Big Congratulations to Amy, Darrin and little Raenen!

Saturday, September 09, 2006

Welcome Princess!

Hey - Who took my Newsweek?


Our Friend at Rebecca Knits was delivered of a 9lb 1 oz baby girl yesterday September 8, 2006 Mom and daughter are doing great - and we all thought she would be a he! Ha!! We are sooooo excited to welcome one more little royal one into the fold! Happy Birthday Princess!

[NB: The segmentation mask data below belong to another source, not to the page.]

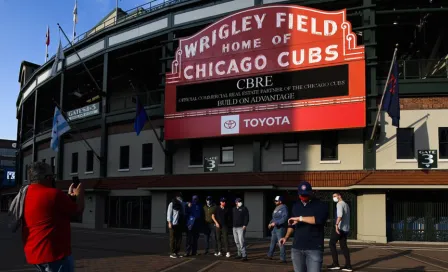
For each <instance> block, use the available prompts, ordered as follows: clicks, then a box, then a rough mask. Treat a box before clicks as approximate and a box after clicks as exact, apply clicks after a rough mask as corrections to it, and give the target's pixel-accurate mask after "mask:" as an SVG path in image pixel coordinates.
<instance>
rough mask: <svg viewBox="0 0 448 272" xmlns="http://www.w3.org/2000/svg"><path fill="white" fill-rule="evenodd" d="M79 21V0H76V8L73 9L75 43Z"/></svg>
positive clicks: (73, 42) (75, 5) (74, 35)
mask: <svg viewBox="0 0 448 272" xmlns="http://www.w3.org/2000/svg"><path fill="white" fill-rule="evenodd" d="M77 21H78V0H75V9H74V10H73V40H72V42H73V43H74V42H75V36H76V23H77Z"/></svg>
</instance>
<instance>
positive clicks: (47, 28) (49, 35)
mask: <svg viewBox="0 0 448 272" xmlns="http://www.w3.org/2000/svg"><path fill="white" fill-rule="evenodd" d="M45 38H46V40H45V44H46V45H47V46H49V45H50V28H49V27H48V26H47V34H46V35H45Z"/></svg>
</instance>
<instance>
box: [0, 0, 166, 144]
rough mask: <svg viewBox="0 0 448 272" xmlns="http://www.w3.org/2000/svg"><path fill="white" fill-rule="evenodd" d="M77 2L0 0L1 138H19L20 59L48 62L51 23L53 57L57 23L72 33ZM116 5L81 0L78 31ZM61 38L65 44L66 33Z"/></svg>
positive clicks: (57, 34)
mask: <svg viewBox="0 0 448 272" xmlns="http://www.w3.org/2000/svg"><path fill="white" fill-rule="evenodd" d="M148 2H151V1H150V0H119V2H118V7H119V8H121V9H123V10H125V11H126V10H129V9H132V8H135V7H137V6H139V5H143V4H146V3H148ZM156 2H163V0H157V1H156ZM74 5H75V0H0V33H1V36H2V39H1V40H0V93H1V98H0V124H1V128H0V139H10V140H15V139H16V138H17V119H16V101H17V96H18V94H19V82H18V78H19V69H20V63H21V62H22V61H23V60H26V61H29V62H32V63H36V64H39V65H42V64H43V63H44V62H45V33H46V31H47V25H48V26H49V27H50V38H51V41H50V46H49V48H48V53H49V56H50V57H51V56H52V55H54V54H55V53H56V50H57V46H58V42H59V31H58V27H57V23H59V24H60V25H61V27H62V28H63V29H64V31H65V32H66V33H67V35H68V36H69V37H71V35H72V34H71V33H72V29H73V7H74ZM115 5H116V0H78V24H77V25H76V32H77V33H79V34H81V33H84V32H86V31H88V30H89V29H91V28H93V27H94V26H95V25H96V24H97V23H98V22H99V21H100V20H101V19H103V18H104V17H105V16H106V15H107V14H108V13H109V12H110V11H112V10H113V9H115ZM61 39H62V44H63V45H65V44H66V41H65V40H63V39H64V37H63V36H62V35H61Z"/></svg>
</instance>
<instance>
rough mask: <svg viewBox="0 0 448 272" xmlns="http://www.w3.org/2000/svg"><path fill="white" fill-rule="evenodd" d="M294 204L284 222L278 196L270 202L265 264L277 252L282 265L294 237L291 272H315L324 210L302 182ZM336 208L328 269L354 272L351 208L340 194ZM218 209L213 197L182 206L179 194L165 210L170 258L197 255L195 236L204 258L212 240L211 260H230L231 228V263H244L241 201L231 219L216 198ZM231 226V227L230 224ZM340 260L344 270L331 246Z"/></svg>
mask: <svg viewBox="0 0 448 272" xmlns="http://www.w3.org/2000/svg"><path fill="white" fill-rule="evenodd" d="M298 197H299V200H298V201H297V202H296V203H295V204H294V205H293V206H292V213H291V216H289V212H288V207H287V206H286V205H285V204H284V202H285V201H284V199H283V197H282V196H276V197H275V199H274V202H275V205H276V207H275V209H274V211H273V213H272V220H271V221H270V222H269V224H268V229H269V230H270V231H271V244H270V246H269V250H268V253H267V257H266V258H267V259H269V260H272V259H273V256H274V252H275V250H276V248H277V246H278V247H279V248H280V260H279V261H280V262H281V263H286V247H285V244H286V242H287V240H288V239H289V238H290V237H294V240H293V242H292V248H291V260H292V264H293V266H294V272H305V271H307V272H318V271H321V269H322V264H323V252H324V227H325V224H326V222H327V219H328V214H329V213H328V204H327V203H325V202H323V201H320V200H319V199H318V198H316V197H314V195H313V194H312V187H311V184H310V183H308V182H306V181H303V182H301V183H300V184H299V187H298ZM333 201H334V202H335V203H336V209H335V218H334V222H335V225H334V227H333V228H332V233H331V239H330V243H329V247H330V250H331V253H332V259H333V263H332V264H331V265H329V266H327V269H330V270H342V271H353V270H352V267H351V263H350V253H349V250H348V246H347V237H348V235H349V232H350V208H349V206H348V205H347V203H345V202H344V201H343V199H342V196H341V194H339V193H334V194H333ZM219 203H220V204H219V206H217V205H215V204H214V203H213V199H212V197H210V196H208V197H207V198H206V204H205V205H204V206H201V205H200V204H199V202H198V197H197V196H193V198H192V202H187V203H186V202H184V201H183V199H182V194H181V193H178V194H177V195H176V197H175V198H174V199H173V200H172V202H171V203H170V204H169V205H168V212H167V215H168V216H167V221H168V227H169V230H170V244H171V255H170V257H171V258H178V257H183V256H190V255H197V249H198V238H199V233H200V232H201V230H203V232H204V234H205V242H206V243H205V254H209V249H210V240H211V237H214V240H215V243H214V245H215V251H214V255H215V256H223V255H224V254H225V256H226V257H230V255H231V254H230V252H229V242H228V230H229V228H230V227H232V228H233V237H234V240H235V244H236V247H237V254H236V256H235V258H237V259H242V260H243V261H247V252H246V242H245V234H246V228H247V226H248V224H249V211H248V209H247V208H246V207H244V206H243V202H242V199H241V198H237V199H236V200H235V204H236V207H234V208H233V209H232V212H231V213H230V212H229V210H228V208H227V207H226V203H227V202H226V199H225V198H221V199H220V202H219ZM230 222H231V224H230ZM184 229H186V233H187V242H186V250H185V251H186V253H185V255H183V256H182V255H179V251H180V246H181V241H182V232H183V231H184ZM338 241H339V244H340V247H341V249H342V252H343V254H344V257H345V266H343V267H341V266H340V265H339V261H338V253H337V250H336V243H337V242H338Z"/></svg>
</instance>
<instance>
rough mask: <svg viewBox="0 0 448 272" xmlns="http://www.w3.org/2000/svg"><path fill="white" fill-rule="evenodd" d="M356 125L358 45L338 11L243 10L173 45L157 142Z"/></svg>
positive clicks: (287, 7) (363, 92) (361, 123)
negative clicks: (163, 139)
mask: <svg viewBox="0 0 448 272" xmlns="http://www.w3.org/2000/svg"><path fill="white" fill-rule="evenodd" d="M364 126H365V62H364V47H363V46H358V45H357V39H356V35H355V34H354V33H353V32H352V31H351V24H350V23H349V22H348V21H347V20H346V11H345V10H340V11H321V10H316V9H311V8H307V7H301V6H292V5H273V6H265V7H257V8H252V9H248V10H243V11H240V12H237V13H235V14H232V15H230V16H228V17H226V18H223V19H221V20H220V21H218V22H216V23H214V24H212V25H210V26H208V27H206V28H205V29H203V30H202V31H200V32H199V33H197V34H195V35H193V36H191V37H188V38H183V39H181V40H180V41H179V49H178V50H177V52H176V58H175V60H174V61H173V63H172V70H171V73H168V74H167V76H166V90H165V130H166V131H165V138H166V139H167V140H173V139H185V138H203V137H216V136H221V135H244V134H264V133H281V132H291V131H311V130H326V129H341V128H360V127H364Z"/></svg>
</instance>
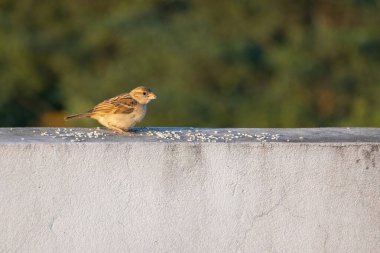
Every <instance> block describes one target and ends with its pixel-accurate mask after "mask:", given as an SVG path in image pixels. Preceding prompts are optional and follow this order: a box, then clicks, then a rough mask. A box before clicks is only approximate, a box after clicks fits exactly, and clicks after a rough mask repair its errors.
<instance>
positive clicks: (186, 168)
mask: <svg viewBox="0 0 380 253" xmlns="http://www.w3.org/2000/svg"><path fill="white" fill-rule="evenodd" d="M379 148H380V129H375V128H352V129H347V128H321V129H194V128H186V129H182V128H181V129H180V128H169V129H167V128H144V129H136V132H134V133H131V134H128V135H126V136H118V135H115V134H112V133H110V132H108V131H107V130H104V129H66V128H61V129H55V128H54V129H53V128H13V129H10V128H0V200H1V205H0V252H292V253H293V252H302V253H304V252H355V253H358V252H374V253H375V252H376V253H377V252H380V149H379Z"/></svg>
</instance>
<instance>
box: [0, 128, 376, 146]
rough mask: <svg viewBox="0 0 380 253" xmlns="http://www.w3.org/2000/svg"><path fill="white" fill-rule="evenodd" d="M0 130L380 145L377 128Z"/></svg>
mask: <svg viewBox="0 0 380 253" xmlns="http://www.w3.org/2000/svg"><path fill="white" fill-rule="evenodd" d="M134 130H135V131H134V132H132V133H128V134H125V135H120V134H115V133H113V132H111V131H109V130H106V129H104V128H0V143H18V142H31V143H40V142H46V143H56V142H211V143H212V142H224V143H225V142H228V143H239V142H259V143H265V142H290V143H331V142H335V143H380V128H277V129H276V128H231V129H228V128H221V129H218V128H211V129H210V128H163V127H149V128H135V129H134Z"/></svg>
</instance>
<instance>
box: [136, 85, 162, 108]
mask: <svg viewBox="0 0 380 253" xmlns="http://www.w3.org/2000/svg"><path fill="white" fill-rule="evenodd" d="M129 94H130V95H131V97H132V98H134V99H135V100H136V101H137V102H139V103H140V104H144V105H146V104H147V103H149V102H150V101H151V100H153V99H156V98H157V96H156V95H155V94H154V93H153V92H152V91H151V90H150V89H149V88H147V87H144V86H139V87H137V88H134V89H133V90H131V92H129Z"/></svg>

We are utterly sunk today! Nothing I need to get done is getting done. Shocking lack of sitters and my own illness is forcing me to stay at home and rest. In a strange way it is good - EFP is in the midst of what surely will be a record setting nap 3.5 hours so far and I think it is the hectic week catching up to her. She woke on her own just once this week so I think she is feeling the effects of her new schedule as well as the increase in activity in her new room at the center. After labor day she moved up to the Toddler 2 room and has been outiside on all but the worst weather days. Her classmates are exactly the same as her former room mates as they pretty much moved up together. So she is back with the boys and the one little girl in the new room - though she does have a new teacher. She seems to be doing fine - though her tiredness today has me a little freaked out. I mean the kid is a champion sleeper - but a nearly 4 hour nap... though I guess the hour she was awake last night insisting on being rocked could also account for some of this as well as the increased tiredness.

We have a busy busy fall ahead with some kind of activity almost every weekend including a trip to Vermont in October. Our postplacement visit is Monday afternoon and I am looking forward to being done with all the reports and picture generating. I think there may be one more report in February or March for our year anniversary, but honestly these reports are a little tedious after the first one. Granted we have few, if any, issues so I have tried my best to merely chart her progress and continued happiness in our family. Could anything be better...

I have given some thought recently to the strange turn of events. For whatever reason we were meant to travel down this road and bring this child home, but bringing her home has added so much to our lives in ways I could never have predicted. Aside from the absolute angels I have become friends with that I could only have become friends with through the miracle of adoption, there are so many things I would not have understood are part and parcel of this process. How much more I appreciate all the many kindnesses shown our child and our family. It's true that I have always appreciated a good friend - but it means so much more now that friends seem willing to take her into their heart as well. It also means I appreciate the miracles that happen every day.. a quick conversation with a friend who has been on my mind.. and note that says I miss you too. A friend giving birth to yet another miracle and the circle that has been protecting all of us all along.

Perhaps I am a little inclined to meditate these days I think September has become an excellent time for us all to take stock of those intangibles and give thanks for those we have in our lives that make it special. It's probably also because some big changes are coming and while some may make us temporarily sad - knowing that our friends are happy and fulfilled, no matter where on earth, makes us happy also. I also know from personal experience that true and good friends are never more than a heartbeat or kind thought away.